Statin Drugs: Heart Benefits Last Long
Cholesterol-Lowering Drugs Turn Back Clock on Heart Disease
WebMD News Archive
Lower LDL Cholesterol = Less Heart Disease, Death continued...
Because most doctors still thought statins should be prescribed for men with existing heart disease, fewer than 40% of the men used statin drugs after the study ended. Nevertheless, the researchers kept tabs on the men for another 10 years.
This gave them the chance to see whether statin treatment had any lasting benefit. It did. Men who got inactive placebo pills during the study had a 15.5% chance of heart attack or heart death 10 years after the study ended. Those who got five years of statin treatment had only an 11.8% chance of heart attack or heart death. They also had a lower risk of heart disease.

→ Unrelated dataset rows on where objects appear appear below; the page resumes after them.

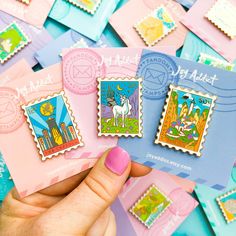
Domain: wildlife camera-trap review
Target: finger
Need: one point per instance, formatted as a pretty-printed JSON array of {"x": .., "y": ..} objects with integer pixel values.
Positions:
[
  {"x": 100, "y": 226},
  {"x": 65, "y": 186},
  {"x": 94, "y": 195},
  {"x": 37, "y": 199},
  {"x": 139, "y": 170},
  {"x": 111, "y": 228}
]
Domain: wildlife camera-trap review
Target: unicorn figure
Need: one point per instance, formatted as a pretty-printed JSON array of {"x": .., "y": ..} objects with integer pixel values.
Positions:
[{"x": 123, "y": 110}]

This doesn't mean that the men should have stopped taking statins. Although five years of treatment offered a long-lasting benefit, the men's heart attack and heart death rates were much lower during the time they were taking their medicine.
"This suggests to us that although the benefit of those years was not lost, one would continue to get benefit from taking the statins," Cobbe says.
The study eased concern that statin treatment might increase cancer risk.
"There has been a long-running controversy over whether statins increase other diseases. The one that has generated the most discussion is whether these drugs increase the risk of cancer," Cobbe says. "Here we have a chance to see the effect on cancer a decade after treatments were finished. And we saw no evidence at all of a cancer effect."
An End to Heart Disease?
It's not the first time a study has suggested that early reductions in LDL cholesterol prevent heart disease. NIH researcher Domanski points to a 2006 study that looked at people with rare mutations in a gene called PCSK9.
The PCSK9 gene encodes a molecule that reduces the number of LDL cholesterol receptors in the liver. Think of these receptors as cholesterol drains. They are the main way the body gets rid of bad cholesterol. The more of these receptors a person has, the lower that person's LDL cholesterol level.